NEW YORK: Gold eased on Monday, resuming a broad decline from the previous week, as the dollar firmed and risk sentiment recovered with markets weighing how severe the economic impact would be from the Omicron coronavirus variant.
Spot gold fell 0.4% to $1,784.41 per ounce by 11:17 a.m. ET (1617 GMT) after ending last week 2.9% lower, its biggest weekly drop since June. US gold futures remained unchanged at $1,786.30.
A semblance of calm returned to world markets following last week’s selloff that was driven by the discovery of the new variant that prompted some countries to tighten border controls.
With people trying to digest news about the new COVID-19 variant, “the reality of the situation, with equities bouncing back right now and gold kind of flat, is people are into risk-on assets,” said Bob Haberkorn, senior market strategist at RJO Futures.
The prospect of higher interest rates, which lift the opportunity cost of holding non-yielding assets, had been weighing on gold, and the market was closely tracking the timeline for the US Federal Reserve to tighten policy.
Likely posing additional headwinds for gold, the dollar firmed, making bullion more expensive for overseas buyers, while US Treasury yields climbed.

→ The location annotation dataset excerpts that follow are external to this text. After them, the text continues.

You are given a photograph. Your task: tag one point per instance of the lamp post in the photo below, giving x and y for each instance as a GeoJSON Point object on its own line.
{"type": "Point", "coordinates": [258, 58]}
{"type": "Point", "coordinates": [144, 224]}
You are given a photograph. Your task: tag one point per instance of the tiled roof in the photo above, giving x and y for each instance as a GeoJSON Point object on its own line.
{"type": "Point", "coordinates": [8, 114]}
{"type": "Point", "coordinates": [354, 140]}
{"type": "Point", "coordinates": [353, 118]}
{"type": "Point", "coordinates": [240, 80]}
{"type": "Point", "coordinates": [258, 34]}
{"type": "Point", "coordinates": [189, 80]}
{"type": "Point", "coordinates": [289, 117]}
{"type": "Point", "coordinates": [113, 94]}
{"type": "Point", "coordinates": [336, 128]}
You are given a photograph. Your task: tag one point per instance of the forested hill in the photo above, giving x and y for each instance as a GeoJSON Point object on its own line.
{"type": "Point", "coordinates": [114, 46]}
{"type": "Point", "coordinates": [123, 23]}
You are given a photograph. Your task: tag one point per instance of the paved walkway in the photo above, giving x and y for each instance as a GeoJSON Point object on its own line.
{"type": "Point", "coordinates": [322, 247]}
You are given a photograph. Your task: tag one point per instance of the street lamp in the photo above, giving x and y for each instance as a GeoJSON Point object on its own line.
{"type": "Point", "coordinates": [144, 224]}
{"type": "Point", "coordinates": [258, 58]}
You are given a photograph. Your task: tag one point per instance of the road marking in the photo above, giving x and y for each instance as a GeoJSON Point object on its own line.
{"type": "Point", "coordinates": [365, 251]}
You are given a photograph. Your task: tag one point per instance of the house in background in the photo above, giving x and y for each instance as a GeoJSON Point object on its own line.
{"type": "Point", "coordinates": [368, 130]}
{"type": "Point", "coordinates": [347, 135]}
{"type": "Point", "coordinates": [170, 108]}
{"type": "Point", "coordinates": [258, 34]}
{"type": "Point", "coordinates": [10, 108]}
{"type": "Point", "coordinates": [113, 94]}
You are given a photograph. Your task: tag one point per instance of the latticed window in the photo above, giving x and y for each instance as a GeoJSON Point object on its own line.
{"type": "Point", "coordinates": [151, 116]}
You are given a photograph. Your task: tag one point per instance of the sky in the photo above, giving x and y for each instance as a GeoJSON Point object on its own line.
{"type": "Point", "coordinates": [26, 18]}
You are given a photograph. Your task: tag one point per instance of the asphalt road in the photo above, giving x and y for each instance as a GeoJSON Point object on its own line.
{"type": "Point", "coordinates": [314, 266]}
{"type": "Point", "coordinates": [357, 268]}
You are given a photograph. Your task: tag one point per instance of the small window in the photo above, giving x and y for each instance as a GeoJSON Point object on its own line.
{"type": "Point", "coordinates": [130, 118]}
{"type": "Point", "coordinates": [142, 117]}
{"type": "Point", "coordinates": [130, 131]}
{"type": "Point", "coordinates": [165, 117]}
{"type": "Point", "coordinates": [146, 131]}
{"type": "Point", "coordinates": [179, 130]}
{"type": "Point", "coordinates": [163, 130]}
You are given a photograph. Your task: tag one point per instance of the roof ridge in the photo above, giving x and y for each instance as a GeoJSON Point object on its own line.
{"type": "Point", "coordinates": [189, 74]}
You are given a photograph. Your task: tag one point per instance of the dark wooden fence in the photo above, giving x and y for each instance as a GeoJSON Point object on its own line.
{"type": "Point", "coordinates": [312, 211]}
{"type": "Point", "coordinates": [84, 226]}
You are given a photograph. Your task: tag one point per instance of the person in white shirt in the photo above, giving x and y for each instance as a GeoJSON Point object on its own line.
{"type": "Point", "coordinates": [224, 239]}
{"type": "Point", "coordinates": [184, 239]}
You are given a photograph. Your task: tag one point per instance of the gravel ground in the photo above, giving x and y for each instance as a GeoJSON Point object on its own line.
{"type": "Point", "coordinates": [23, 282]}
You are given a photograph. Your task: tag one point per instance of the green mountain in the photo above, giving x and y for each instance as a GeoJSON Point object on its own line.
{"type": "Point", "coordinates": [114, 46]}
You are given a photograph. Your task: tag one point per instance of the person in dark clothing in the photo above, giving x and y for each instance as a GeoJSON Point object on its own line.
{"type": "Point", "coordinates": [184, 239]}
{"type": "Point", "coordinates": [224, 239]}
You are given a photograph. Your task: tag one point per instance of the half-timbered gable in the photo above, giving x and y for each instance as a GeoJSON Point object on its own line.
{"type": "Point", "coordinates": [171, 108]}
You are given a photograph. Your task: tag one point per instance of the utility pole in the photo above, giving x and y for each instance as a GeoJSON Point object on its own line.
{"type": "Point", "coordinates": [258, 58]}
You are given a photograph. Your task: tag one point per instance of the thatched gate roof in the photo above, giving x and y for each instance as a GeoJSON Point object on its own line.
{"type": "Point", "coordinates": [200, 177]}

Until we get more news about the Omicron and its potential, “the market will continue to trade with uncertainty. That will not only impact some of the markets that depend on demand, like energy and metals and stock markets, but also gold,” Saxo Bank analyst Ole Hansen said.
Elsewhere, spot silver fell 1.3% to $22.82 per ounce. Among the autocatalysts, platinum gained 1.2% to $965, and palladium climbed 2.2% to $1,786.68.
“While automotive demand remains constrained from the semiconductor chip shortage, the price is likely to remain under pressure,” analysts at Heraeus precious metals said in a note.